Figure 4. Observing a glass magic lantern slide at the Filmoteca de Catalunya © Jordi Roma, Filmoteca de Catalunya
Figure 5. Programme in the documentary collection of the Filmoteca de Catalunya © Jordi Roma, Filmoteca de Catalunya
Figure 6. Early 20th-century film posters in the Filmoteca de Catalunya © Jordi Roma, Filmoteca de Catalunya
As a member of the Government of Catalonia Specialised Libraries (BEG) network, the Filmoteca's film catalogue –created through the merger of three libraries specialised in cinema (Rueda, 2010)―, can be accessed remotely, and as of July 2014 it is part of the University Union Catalogue of Catalonia (CCUC). The institution's digital repository, developed by the Catalan University Services Consortium, provides access to 17,000 items, including a selection of graphic holdings, and has been incorporated in the portals Digital Memory of Catalonia (MDC), Hispana and Europeana, and the cooperative site ARCA (Old Catalan Serials Archive), by contributing Catalan cinema magazines in the public domain. Furthermore, the Transcriu-me! programme, developed by the Library of Catalonia, recently incorporated a collection of a thousand film posters from the Filmoteca that were able to be transcribed thanks to crowdsourcing, that is, public participation via the Internet.
The Documentation Unit focuses its efforts on the dissemination of and research on film culture by means of a permanent exhibition of part of the pre-cinema collection, a reading room providing direct access to the book and journal/magazine collection, along with booths for researchers, audiovisual viewing areas and access to cinema databases (FIAF, AFI, FII). In regard to the conservation repositories, two small cold rooms maintain graphic documentation, heritage archives, negatives and special collections in optimum conditions.

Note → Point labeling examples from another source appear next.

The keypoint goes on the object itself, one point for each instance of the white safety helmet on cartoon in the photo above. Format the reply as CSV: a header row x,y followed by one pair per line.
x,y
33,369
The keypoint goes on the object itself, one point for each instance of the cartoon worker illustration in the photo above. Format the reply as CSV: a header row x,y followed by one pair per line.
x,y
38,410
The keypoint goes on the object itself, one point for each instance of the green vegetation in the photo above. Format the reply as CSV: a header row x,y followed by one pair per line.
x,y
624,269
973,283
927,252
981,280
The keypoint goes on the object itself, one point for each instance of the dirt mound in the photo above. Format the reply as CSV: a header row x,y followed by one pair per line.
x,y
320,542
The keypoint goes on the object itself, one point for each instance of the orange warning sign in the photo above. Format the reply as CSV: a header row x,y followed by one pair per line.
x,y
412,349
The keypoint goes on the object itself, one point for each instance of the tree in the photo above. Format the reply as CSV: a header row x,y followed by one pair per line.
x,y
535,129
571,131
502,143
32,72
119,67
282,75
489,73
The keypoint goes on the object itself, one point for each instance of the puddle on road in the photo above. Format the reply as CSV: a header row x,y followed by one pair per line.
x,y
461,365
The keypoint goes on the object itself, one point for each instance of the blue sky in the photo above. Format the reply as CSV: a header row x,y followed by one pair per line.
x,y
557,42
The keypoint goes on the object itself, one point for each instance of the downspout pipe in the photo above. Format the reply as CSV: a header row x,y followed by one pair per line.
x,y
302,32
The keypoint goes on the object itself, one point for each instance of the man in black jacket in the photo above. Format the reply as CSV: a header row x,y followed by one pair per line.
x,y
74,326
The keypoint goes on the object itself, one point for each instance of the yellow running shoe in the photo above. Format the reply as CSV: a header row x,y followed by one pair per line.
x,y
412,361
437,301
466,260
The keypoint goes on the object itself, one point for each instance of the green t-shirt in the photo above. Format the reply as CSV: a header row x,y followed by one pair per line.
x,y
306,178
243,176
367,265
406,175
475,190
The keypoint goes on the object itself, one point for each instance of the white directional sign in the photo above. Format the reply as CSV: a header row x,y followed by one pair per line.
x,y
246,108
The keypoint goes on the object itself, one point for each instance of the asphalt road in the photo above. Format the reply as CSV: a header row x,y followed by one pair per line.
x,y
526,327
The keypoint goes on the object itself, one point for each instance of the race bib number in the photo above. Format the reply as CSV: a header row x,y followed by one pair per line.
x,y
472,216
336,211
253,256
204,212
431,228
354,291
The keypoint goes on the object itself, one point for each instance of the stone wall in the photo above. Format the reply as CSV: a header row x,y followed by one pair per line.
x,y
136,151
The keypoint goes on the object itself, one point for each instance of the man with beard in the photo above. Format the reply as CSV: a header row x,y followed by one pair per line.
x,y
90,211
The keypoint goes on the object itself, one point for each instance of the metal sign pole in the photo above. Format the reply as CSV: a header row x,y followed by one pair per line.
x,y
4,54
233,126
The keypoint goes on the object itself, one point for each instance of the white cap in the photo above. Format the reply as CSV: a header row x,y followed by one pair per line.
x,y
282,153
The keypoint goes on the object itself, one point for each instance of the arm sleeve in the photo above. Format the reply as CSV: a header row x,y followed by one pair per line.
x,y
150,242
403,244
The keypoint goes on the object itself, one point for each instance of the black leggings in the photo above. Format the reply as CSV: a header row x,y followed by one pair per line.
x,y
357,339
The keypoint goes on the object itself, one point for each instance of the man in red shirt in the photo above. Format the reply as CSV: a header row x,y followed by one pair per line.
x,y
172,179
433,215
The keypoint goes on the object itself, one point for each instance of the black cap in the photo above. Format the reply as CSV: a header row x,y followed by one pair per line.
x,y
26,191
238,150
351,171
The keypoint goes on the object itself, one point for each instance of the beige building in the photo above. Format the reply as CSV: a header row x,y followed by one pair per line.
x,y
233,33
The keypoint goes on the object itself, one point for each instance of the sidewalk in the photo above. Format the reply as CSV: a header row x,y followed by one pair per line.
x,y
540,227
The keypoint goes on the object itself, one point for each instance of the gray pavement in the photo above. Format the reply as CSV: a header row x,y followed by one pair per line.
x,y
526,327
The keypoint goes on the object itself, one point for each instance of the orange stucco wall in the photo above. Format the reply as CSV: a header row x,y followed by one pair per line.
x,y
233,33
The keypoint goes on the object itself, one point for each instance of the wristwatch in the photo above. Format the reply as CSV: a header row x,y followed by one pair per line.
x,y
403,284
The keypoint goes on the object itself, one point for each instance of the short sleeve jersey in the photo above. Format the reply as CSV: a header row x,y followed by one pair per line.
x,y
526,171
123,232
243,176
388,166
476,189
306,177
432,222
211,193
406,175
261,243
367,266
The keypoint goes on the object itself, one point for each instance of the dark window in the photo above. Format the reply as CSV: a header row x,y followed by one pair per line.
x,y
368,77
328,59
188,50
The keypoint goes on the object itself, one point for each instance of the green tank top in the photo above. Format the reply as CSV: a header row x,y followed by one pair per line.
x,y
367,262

4 Reality and challenges in the conservation and dissemination of film culture
Since they were created, the various services of the Filmoteca de Catalunya have made every effort to guarantee the preservation and dissemination of film and documentary holdings concerning Catalan culture and audiovisual film. The move to the new centres, in 2012, meant facilities better equipped for these purposes, while the staff have authority to offer services that are more focused on professionals, researchers and the general public, in a society that has spent the last twenty years supporting an area of the economy, audiovisual production, that is considered strategic to Catalan culture and industry.
Three challenges emerge to contribute to the responsibility bestowed on the Filmoteca de Catalunya by current legislation.
First of all, the need to act as an observatory and benchmark of film heritage conservation, in the film and audiovisual industry's transition from analogue to digital. As highlighted during the 69th FIAF Congress, which, as it turns out, was held in Barcelona, the days of motion picture film as a standard of distribution are numbered. For major US studios it will be replaced by the DCP (Digital Cinema Package) in 2015. The film industry, including the Catalan industry, has adopted the new medium, but there is agreement, in this new chapter, in highlighting the dangers —or rather, the unknown factors— involved in using digital media in terms of preservation (Riambau, 2013; 2014). And while a number of American production companies are storing their digital media in analogue format while there is no guarantee regarding the conservation of their digital material, Catalan small and medium-sized enterprises would find it difficult to turn their digital production over to 35 mm. Thus, the Filmoteca de Catalunya is charged strategically with monitoring the development of digital media preservation, and with acting as a benchmark and expert authority in what could be considered good practices to assess the Catalan film and audiovisual industry and contribute to conserving its contemporary production.
Secondly, the undertaking to provide access to and publicise the film and documentary collections and holdings kept in the Filmoteca de Catalunya, to enable their use and exploitation, with due respect for any intellectual property rights that may apply. In this regard, the GLAM (Galleries, Libraries, Archives and Museums), memorial institutions, have responded to the various calls by the European Commission to add content to build up an open trusted source of European heritage; facilitate knowledge transfer, innovation and the promotion of the cultural heritage sector; distribute heritage to users wherever they are and whenever they want it; and attract users with new forms of participation in their own cultural heritage (European Commission, 2010; 2011). There are numerous examples of the active role film libraries are playing in the dissemination of their heritage the world over: the Dutch website, Dutch Film History, is one such example; the union catalogue of French film libraries and archives, Ciné-Ressources, is another. The British Film Institute's search and access service is another fine example.
Thirdly, the opportunity to contribute to the training and employment of people who bring talent, creativity and expertise to the Catalan film and audiovisual industry. During the economic downturn it lost some muscle, but it is still solid, whether in the creation, production and marketing of traditional audiovisual content, for cinema or television, or in the use of such content on new media: video games, advertising, mobile apps, Internet, specialised design, photography, technology, and so on. Many small and medium-sized enterprises, along with future professionals currently in training, can find in the Filmoteca de Catalunya an ally in accessing content of heritage interest, as mentioned previously, but also in specialised research in the art of cinema and its techniques, completing the broad training offer in the subject in Catalonia, with unique specialised information.